Monday, August 08, 2016

Rules of Time Travel

            In fiction, there are three main concepts for time travel. Each of them have their own rules that must be followed in order to maintain consistency.

            One of these methods is the constant timeline. This is the theory that events throughout time cannot be changed at all. Characters can travel backwards or forwards in time, but anything they change was already accounted for and had been changed for them. A perfect representation of this is in Harry Potter and the Prisoner of Azkaban, where the characters travel back in time in order to save some lives, only to discover that they had done so all along – one of them had even caught sight of themselves before they knew they were traveling back.

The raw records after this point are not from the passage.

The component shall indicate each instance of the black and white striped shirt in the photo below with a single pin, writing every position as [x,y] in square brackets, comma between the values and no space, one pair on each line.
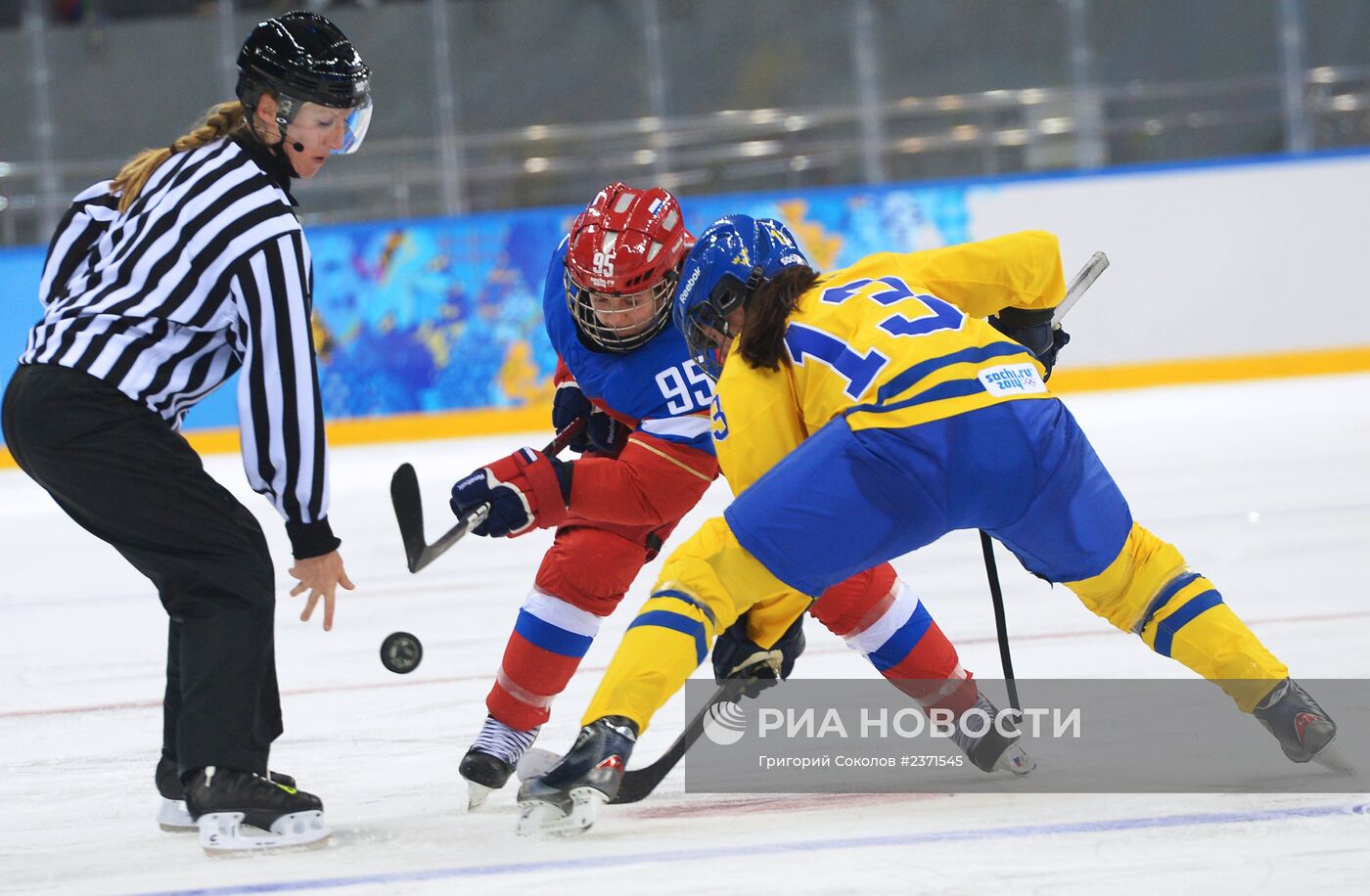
[206,273]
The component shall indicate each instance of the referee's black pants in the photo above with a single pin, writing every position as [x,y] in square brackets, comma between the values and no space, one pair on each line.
[130,479]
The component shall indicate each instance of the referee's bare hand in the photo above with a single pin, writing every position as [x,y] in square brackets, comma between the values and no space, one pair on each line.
[319,575]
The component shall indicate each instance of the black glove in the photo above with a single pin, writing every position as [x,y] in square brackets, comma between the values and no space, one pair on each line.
[1031,329]
[739,656]
[602,431]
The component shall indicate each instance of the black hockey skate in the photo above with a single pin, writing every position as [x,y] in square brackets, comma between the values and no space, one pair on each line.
[992,751]
[1303,728]
[566,799]
[240,811]
[488,765]
[173,816]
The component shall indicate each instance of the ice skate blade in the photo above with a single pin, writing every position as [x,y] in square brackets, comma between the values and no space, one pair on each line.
[226,834]
[548,820]
[174,818]
[1014,759]
[536,762]
[476,795]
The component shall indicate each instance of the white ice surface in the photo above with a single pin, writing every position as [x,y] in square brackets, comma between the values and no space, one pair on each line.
[1263,485]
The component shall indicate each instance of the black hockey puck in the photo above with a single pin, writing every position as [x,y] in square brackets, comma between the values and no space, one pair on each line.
[400,652]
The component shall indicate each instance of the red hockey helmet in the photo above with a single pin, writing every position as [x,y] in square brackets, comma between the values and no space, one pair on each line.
[622,259]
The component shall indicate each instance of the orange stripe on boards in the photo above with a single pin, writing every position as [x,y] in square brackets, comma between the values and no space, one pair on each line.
[365,430]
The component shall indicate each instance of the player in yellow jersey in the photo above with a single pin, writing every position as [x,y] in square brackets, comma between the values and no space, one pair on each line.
[863,414]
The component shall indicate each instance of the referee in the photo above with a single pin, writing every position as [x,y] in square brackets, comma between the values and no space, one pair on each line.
[187,267]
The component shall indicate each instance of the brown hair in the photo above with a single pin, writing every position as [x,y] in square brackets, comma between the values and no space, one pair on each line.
[218,122]
[767,310]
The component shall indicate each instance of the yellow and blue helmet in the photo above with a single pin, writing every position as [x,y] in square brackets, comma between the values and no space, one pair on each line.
[729,262]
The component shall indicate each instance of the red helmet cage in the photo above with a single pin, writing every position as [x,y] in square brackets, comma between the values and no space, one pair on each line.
[626,242]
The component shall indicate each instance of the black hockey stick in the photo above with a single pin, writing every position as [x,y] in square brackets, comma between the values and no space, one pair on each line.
[1082,281]
[408,509]
[639,783]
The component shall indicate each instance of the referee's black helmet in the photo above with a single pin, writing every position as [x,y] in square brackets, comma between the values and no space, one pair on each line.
[304,58]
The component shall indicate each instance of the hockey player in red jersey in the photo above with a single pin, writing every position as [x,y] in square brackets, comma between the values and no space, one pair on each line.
[647,457]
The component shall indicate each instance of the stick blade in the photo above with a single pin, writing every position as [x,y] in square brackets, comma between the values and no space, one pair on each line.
[408,513]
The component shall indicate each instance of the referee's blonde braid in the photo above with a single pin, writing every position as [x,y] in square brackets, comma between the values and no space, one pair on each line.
[218,122]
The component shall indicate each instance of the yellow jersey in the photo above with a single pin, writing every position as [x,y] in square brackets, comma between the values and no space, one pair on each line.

            Next is the theory that time is fluid. In this theory, a time traveler can go through time, changing whatever they want – and, in turn changing the future, sometimes with disastrous results. This is sometimes tempered by a rule that history will work itself out, such as in the Dr Who series where the Doctor and his companions are constantly saving people and changing things without altering the course of history.

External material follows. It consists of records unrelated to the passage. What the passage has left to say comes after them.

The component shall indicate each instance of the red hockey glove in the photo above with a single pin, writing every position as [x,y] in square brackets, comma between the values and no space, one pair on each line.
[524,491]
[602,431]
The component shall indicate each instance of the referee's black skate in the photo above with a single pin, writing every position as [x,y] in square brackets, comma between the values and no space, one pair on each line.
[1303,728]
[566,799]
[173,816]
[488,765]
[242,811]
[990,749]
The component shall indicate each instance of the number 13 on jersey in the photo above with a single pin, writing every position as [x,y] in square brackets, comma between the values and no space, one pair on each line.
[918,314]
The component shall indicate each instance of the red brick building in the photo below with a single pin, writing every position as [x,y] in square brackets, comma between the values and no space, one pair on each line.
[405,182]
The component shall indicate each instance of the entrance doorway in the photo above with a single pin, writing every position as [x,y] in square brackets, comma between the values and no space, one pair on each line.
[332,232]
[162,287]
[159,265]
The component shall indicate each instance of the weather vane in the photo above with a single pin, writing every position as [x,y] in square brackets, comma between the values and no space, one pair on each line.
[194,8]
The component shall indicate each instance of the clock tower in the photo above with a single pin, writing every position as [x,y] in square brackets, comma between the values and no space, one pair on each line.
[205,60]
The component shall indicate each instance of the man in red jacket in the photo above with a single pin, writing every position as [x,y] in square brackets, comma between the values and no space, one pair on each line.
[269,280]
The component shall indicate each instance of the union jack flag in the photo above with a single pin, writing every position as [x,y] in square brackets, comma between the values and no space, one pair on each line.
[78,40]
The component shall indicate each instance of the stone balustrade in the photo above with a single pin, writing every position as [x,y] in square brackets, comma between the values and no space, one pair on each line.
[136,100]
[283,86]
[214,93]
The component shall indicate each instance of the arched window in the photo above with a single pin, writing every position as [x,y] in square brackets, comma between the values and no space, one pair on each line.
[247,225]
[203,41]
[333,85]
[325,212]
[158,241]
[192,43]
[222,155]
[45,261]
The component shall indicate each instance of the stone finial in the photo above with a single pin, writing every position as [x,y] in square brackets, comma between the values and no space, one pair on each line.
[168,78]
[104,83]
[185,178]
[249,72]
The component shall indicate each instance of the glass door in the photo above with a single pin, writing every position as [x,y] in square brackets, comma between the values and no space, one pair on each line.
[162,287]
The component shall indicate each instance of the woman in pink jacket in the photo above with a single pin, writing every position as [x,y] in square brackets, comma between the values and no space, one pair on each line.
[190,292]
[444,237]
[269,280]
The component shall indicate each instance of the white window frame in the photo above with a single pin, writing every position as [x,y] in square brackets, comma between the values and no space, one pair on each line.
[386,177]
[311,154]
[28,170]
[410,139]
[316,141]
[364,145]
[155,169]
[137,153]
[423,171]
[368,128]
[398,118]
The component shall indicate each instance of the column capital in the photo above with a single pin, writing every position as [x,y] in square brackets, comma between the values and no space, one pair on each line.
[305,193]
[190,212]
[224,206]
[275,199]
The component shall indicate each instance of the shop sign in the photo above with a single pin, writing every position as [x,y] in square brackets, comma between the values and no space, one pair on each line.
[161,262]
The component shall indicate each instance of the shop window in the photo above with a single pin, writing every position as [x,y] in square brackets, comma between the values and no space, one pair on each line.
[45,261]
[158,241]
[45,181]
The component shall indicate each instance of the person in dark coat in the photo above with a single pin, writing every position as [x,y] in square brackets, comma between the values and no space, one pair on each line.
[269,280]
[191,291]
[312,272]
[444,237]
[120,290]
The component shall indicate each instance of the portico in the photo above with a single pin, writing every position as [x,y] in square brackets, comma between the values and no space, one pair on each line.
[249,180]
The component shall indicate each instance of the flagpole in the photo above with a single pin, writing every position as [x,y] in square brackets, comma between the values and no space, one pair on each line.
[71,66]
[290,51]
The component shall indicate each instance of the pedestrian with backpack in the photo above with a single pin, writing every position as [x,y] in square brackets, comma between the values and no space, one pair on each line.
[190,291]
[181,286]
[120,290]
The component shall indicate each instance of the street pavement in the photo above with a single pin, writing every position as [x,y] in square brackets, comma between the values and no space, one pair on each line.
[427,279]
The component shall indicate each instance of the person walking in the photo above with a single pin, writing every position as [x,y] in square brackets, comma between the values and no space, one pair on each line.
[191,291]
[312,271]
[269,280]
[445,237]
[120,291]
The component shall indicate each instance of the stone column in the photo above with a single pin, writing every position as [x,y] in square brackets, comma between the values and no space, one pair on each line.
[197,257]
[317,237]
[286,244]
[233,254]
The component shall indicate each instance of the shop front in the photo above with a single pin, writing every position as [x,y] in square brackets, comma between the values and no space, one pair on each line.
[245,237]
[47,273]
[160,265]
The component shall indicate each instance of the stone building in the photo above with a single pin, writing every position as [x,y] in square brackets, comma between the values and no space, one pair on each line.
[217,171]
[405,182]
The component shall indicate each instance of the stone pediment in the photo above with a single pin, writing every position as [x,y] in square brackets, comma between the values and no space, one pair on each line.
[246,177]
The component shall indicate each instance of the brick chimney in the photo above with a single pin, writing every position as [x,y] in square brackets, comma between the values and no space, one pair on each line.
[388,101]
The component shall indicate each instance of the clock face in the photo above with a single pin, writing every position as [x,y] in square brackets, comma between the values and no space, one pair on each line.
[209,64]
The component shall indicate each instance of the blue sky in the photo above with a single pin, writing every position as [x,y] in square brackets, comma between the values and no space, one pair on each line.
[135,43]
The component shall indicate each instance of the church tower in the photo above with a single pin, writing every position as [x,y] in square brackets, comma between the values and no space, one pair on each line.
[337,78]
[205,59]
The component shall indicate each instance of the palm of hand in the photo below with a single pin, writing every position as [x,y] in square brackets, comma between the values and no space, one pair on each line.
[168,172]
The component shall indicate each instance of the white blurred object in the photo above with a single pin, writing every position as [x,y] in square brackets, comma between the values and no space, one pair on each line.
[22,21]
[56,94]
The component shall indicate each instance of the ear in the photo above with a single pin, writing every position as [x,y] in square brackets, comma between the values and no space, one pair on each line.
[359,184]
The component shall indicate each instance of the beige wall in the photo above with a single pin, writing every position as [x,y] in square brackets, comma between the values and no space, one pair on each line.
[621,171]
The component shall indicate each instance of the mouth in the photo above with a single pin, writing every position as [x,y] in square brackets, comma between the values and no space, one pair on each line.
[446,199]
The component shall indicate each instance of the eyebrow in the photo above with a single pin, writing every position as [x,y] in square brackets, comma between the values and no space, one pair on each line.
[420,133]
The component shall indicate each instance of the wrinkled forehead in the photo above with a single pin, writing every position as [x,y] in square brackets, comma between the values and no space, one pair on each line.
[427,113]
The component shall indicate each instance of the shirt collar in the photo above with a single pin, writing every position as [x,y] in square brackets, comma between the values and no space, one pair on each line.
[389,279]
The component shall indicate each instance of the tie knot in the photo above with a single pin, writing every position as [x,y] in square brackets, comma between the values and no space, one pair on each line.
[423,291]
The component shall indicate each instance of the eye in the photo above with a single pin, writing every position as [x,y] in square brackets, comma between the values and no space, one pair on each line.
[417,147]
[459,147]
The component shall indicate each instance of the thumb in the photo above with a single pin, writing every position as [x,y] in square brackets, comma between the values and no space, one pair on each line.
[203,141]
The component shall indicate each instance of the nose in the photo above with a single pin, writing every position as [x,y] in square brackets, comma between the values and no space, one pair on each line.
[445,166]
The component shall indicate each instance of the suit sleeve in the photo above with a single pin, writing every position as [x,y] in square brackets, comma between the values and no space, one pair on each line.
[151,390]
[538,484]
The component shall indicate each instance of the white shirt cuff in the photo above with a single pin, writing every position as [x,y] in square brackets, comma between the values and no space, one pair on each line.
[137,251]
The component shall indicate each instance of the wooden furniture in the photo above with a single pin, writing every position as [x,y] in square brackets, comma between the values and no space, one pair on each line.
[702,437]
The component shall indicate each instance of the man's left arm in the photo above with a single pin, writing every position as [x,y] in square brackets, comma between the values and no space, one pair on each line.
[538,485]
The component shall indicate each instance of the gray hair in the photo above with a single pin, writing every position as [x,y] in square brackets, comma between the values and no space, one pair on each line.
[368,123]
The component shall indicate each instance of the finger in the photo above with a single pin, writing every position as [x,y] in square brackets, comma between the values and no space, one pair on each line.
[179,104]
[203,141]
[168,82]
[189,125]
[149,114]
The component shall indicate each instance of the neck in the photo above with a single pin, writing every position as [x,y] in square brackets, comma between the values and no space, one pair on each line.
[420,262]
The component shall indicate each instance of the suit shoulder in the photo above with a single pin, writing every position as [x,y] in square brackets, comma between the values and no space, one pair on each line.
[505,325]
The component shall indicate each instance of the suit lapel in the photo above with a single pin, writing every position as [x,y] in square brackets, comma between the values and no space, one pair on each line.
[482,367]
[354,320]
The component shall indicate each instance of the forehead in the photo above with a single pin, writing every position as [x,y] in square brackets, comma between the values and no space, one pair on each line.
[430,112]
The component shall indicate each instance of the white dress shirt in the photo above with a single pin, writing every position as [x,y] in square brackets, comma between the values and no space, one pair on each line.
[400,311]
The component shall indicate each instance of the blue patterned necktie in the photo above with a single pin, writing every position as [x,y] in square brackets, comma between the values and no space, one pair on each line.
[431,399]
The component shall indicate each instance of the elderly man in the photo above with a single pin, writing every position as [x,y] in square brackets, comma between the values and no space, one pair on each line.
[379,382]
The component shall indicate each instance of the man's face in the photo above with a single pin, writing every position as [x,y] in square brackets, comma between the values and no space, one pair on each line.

            Thirdly, we have the dimensional theory. In this case, as in the fluid one, time travelers can change the course of events, but each change branches off a new dimension of reality. The changes are there for the people moving through time, but the other dimension (where the time travelers came from) usually remains unchanged. I some cases, if a big enough change is made, this method allows some branch dimensions to be erased, or at least cut off from the other dimensions. An example of this can be seen in the Back to the Future movies, were the main character nearly causes himself to have never existed – and later finds himself in an alternate timeline that is nearly apocalyptic.

            Now, it really doesn’t matter which theory of time travel is used for any particular work of fiction. It needs to be chosen to fit both the story and the world well. The important part is that once a rule set is chosen, it gets stuck to. Every story – or series – needs to follow the same rules, without jumping from one rule set to the other. As soon as the established rules are broken, the internal consistency is broken and the believability of the story falls to pieces.

            So, if you use time travel, choose and choose well. Then stick to it, no matter what.


            This semi-ranting blog has been inspired by Harry Potter and the Cursed Child – an good story, except for the part where the internal mechanics do not match those established earlier in the series.